L’intelligence économique est un enjeu des pouvoirs publics, notamment pour le soutien des activités stratégiques des PME. C’est un atout pour assurer la pérennité des organisations. Elle est donc indispensable au développement de l’entreprise.

Depuis 2005, les préfets ont une mission permanente d’IE et les trésoreries générales des finances se sont dotées de chargés de mission régional à l’IE (CRIE) qui relèvent de l’autorité du coordinateur ministériel à l’IE Cyril Bouyeure.

Le CRIE apporte aux entreprises une assistance en collaboration avec des experts-comptables pour définir et structurer une démarche d’intelligence économique, à savoir :

  • une veille (où chercher l’information ? Comment la valider ? A qui la diffuser ?),
  • la protection des informations et des actifs de l’entreprise (comment et auprès de qui les protéger ? Quels sont les services de l’Etat experts en sécurité ?),
  • une stratégie d’influence et de lobbying.

L’intelligence comptable et financière est aujourd’hui largement pratiquée par les grands fonds d’investissement et la plupart des banques d’affaires. Avec l’appui des experts-comptables il est possible de la mettre en place dans les PME.

Il est nécessaire de réduire l’incertitude à laquelle les entreprises sont soumises. A ce titre, j’ai proposé la création à partir du plan de comptes d’alertes professionnelles et la mise en place d’actions d’IE afin de sécuriser les entreprises. Il s’agit là du volet défensif de l’intelligence comptable et financière. Il existe également un volet offensif qui consiste pour les entreprises à saisir les opportunités de développement à partir d’une stratégie de veille structurée :

  • détection d’alliances (stratégie des concurrents),
  • détection d’activités de recherche et de développement,
  • détection des dépôts de brevets.

Tous les chefs d’entreprises sont concernés par cette démarche d’intelligence économique. Accompagnés de leur expert-comptable, ils doivent être capables de mettre en place en interne des alertes professionnelles fondées sur une cartographie des risques adaptée à :

  • leur secteur d’activité,
  • leur organisation (centralisée autour du dirigeant ou décentralisée avec la création d’échelons intermédiaires),
  • leur structure de financement,
  • la composition de leur actionnariat,
  • leur dépendance vis-à-vis des tiers.

Ils doivent également mettre en œuvre des actions d’intelligence économique permettant de réduire les risques auxquels ils sont exposés.

Ces alertes internes permettront d’anticiper réellement les difficultés des entreprises et ce ne seront que les accidents qui nécessiteront la mise en place des alertes externes telles que l’alerte légale du commissaire aux comptes ou l’alerte du tribunal de commerce.

Nous devons tous noter que les inscriptions de privilèges sur lesquelles s’appuient les tribunaux de commerce pour convoquer les chefs d’entreprises dans le cadre de leur mission de prévention sont vouées à disparaître.
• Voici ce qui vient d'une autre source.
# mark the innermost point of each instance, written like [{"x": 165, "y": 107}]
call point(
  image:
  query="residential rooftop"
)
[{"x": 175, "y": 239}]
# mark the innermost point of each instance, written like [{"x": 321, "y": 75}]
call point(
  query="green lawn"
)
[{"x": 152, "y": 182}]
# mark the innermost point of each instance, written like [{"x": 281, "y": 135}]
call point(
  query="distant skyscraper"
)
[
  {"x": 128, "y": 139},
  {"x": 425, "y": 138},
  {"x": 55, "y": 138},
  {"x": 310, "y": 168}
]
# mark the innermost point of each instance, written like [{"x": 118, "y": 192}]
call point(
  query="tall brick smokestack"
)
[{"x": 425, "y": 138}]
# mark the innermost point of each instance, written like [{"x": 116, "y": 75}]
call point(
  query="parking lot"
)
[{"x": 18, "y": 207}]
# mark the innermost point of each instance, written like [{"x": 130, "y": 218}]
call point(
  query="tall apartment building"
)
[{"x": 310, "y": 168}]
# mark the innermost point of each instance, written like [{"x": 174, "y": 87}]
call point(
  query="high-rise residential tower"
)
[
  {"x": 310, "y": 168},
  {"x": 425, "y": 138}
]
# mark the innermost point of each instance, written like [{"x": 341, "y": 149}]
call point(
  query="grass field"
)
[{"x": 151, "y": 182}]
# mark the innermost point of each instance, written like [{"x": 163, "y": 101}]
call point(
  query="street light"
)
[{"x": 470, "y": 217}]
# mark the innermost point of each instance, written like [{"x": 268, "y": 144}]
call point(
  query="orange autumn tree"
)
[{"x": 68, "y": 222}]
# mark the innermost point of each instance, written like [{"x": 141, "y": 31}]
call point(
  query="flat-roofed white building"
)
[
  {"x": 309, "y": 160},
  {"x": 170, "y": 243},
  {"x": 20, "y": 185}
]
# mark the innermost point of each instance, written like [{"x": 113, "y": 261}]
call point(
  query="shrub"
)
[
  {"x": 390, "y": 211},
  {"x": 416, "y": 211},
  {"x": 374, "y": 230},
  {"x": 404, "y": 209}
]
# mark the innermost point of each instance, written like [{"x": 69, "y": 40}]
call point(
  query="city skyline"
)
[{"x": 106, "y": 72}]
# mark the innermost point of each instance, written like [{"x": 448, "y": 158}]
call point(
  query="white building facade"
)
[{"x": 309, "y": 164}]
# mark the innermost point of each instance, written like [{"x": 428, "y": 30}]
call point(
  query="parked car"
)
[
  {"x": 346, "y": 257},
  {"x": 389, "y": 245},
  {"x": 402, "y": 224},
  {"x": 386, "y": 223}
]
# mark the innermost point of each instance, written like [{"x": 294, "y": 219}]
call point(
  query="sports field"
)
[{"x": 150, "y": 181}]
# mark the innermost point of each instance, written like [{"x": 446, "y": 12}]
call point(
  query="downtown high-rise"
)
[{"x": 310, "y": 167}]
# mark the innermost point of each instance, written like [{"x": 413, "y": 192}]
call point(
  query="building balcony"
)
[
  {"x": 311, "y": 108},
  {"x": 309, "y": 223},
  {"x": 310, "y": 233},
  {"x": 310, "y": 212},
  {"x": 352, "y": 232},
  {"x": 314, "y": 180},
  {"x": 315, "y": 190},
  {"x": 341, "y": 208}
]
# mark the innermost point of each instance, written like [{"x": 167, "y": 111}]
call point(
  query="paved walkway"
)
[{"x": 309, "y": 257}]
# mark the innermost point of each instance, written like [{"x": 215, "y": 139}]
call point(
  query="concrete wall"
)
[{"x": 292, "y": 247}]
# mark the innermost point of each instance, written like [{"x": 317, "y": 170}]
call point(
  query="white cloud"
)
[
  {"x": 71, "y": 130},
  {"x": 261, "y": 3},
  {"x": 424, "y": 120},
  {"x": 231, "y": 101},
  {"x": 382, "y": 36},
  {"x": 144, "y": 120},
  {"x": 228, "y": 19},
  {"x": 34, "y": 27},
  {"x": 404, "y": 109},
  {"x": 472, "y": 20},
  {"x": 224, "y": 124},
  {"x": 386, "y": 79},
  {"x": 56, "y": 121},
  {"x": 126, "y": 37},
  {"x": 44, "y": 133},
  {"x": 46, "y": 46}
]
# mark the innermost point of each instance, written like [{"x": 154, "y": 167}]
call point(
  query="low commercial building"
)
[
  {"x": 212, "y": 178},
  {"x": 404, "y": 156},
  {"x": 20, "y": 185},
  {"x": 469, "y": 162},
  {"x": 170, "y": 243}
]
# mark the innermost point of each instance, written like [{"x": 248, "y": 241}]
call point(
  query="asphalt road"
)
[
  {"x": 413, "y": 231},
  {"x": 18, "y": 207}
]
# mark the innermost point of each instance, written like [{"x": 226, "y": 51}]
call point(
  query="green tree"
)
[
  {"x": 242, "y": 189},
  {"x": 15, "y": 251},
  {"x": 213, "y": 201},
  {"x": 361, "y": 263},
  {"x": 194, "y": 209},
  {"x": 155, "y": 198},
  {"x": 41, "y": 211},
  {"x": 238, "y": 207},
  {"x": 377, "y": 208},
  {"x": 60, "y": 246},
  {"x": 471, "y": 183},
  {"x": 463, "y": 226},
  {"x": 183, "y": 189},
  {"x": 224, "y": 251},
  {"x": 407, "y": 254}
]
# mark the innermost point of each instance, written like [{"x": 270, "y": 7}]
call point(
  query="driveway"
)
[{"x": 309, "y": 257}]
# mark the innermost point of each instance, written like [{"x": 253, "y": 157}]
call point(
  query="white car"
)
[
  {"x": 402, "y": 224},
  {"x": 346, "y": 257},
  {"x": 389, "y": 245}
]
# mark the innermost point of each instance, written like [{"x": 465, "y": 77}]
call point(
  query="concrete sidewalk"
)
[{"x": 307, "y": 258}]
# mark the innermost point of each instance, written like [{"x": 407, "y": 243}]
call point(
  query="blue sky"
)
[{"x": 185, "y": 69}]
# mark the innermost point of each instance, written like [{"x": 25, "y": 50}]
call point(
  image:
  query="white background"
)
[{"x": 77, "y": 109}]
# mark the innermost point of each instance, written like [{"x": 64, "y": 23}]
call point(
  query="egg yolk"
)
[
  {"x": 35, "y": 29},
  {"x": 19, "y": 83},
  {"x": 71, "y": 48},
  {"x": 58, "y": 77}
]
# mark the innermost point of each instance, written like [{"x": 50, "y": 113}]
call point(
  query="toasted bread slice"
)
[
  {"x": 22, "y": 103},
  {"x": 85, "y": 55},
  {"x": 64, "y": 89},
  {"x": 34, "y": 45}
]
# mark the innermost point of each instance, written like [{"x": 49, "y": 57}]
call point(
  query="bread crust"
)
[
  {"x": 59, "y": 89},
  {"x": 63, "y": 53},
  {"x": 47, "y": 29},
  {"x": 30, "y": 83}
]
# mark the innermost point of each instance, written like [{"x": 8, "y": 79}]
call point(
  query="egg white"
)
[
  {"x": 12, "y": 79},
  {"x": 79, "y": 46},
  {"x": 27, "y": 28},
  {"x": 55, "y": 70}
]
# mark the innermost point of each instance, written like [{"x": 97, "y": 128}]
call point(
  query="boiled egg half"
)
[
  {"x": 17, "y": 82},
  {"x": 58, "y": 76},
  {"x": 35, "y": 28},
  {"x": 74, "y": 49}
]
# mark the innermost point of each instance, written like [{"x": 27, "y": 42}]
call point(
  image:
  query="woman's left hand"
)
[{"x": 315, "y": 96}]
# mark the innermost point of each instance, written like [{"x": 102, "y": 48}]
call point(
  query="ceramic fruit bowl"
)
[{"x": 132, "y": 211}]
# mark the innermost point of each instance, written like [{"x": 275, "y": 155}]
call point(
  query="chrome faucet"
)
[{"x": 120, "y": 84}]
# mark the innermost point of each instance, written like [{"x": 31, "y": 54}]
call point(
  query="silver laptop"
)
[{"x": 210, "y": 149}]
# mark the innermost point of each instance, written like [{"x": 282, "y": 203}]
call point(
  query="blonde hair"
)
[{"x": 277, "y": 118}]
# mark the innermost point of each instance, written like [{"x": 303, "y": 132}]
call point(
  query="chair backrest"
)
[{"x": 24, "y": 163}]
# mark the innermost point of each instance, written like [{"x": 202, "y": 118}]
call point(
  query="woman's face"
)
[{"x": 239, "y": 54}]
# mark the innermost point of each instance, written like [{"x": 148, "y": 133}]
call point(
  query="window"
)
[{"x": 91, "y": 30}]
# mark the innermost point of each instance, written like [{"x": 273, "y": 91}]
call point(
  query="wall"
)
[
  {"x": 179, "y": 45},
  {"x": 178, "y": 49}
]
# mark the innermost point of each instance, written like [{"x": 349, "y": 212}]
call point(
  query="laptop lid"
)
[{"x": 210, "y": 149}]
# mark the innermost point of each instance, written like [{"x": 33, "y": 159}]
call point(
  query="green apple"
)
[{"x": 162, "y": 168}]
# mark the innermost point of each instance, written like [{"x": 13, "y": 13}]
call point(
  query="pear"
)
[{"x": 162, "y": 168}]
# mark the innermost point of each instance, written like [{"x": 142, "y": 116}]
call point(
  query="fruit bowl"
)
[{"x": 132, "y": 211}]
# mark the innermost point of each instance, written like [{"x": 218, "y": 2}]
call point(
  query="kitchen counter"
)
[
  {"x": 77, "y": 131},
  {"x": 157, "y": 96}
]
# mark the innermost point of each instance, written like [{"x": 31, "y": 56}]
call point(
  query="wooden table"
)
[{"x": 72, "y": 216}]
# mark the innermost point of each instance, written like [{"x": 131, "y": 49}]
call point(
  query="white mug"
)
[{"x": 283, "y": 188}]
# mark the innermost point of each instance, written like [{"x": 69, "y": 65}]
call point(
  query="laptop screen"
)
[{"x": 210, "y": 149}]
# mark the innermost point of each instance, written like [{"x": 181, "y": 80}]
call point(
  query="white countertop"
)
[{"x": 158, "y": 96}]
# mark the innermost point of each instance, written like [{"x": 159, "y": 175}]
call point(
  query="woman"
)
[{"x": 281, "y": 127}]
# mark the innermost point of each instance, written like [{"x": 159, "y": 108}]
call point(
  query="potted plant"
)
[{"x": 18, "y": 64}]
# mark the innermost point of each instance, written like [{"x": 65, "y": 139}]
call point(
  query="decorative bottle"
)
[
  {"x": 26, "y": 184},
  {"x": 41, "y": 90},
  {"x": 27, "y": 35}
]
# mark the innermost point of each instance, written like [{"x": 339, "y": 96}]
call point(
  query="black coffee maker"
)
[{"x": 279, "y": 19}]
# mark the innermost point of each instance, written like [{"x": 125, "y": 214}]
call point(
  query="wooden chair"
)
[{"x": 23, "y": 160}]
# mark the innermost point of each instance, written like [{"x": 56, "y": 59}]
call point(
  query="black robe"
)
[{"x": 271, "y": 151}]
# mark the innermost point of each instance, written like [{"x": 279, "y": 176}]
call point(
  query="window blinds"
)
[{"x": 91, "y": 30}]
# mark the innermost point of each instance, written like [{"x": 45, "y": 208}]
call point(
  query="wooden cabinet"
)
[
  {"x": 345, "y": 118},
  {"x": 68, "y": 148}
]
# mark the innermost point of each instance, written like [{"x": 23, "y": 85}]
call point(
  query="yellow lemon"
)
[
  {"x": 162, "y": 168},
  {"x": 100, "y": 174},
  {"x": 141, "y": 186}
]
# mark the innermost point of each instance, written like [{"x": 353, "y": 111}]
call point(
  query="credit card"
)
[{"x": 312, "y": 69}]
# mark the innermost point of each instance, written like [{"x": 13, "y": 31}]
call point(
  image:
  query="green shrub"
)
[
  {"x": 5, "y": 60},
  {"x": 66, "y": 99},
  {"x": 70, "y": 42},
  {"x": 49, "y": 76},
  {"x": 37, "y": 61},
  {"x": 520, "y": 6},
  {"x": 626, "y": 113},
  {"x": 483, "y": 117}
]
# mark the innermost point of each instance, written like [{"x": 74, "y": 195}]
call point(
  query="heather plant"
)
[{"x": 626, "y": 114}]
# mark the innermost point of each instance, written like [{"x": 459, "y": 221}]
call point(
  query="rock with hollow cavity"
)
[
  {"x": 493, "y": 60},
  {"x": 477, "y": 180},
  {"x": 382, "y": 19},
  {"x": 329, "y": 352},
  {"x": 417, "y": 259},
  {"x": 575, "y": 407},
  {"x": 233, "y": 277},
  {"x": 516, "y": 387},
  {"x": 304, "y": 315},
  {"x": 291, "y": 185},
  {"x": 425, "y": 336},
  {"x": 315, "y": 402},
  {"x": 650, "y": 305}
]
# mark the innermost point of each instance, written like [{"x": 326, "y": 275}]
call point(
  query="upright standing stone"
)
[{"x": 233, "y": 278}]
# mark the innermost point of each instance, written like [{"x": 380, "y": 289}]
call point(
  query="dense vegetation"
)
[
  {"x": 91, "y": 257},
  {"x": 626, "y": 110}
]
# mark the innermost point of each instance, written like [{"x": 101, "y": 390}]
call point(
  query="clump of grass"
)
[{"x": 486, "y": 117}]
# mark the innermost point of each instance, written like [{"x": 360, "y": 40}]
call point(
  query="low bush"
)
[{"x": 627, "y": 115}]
En effet, seule la moitié des 27 pays d’Europe les pratiquent encore. Par ailleurs, la crise telle que nous la connaissons aujourd’hui ne peut que précipiter plus rapidement les entreprises dans les dépôts de bilan, les inscriptions de privilèges étant des alertes trop rapides, les crédits étant immédiatement coupés par les banquiers.

D’autre part, le dépôt des comptes annuels au greffe du Tribunal de Commerce, également source d’alerte pour les tribunaux (perte de la moitié du capital, …) devrait également disparaître. Le secret des affaires tel qu’Alain Juillet nous l’a précisé devrait conduire à la suppression du dépôt des comptes annuels, à l’identique des pays anglo-saxons et de l’Allemagne par exemple.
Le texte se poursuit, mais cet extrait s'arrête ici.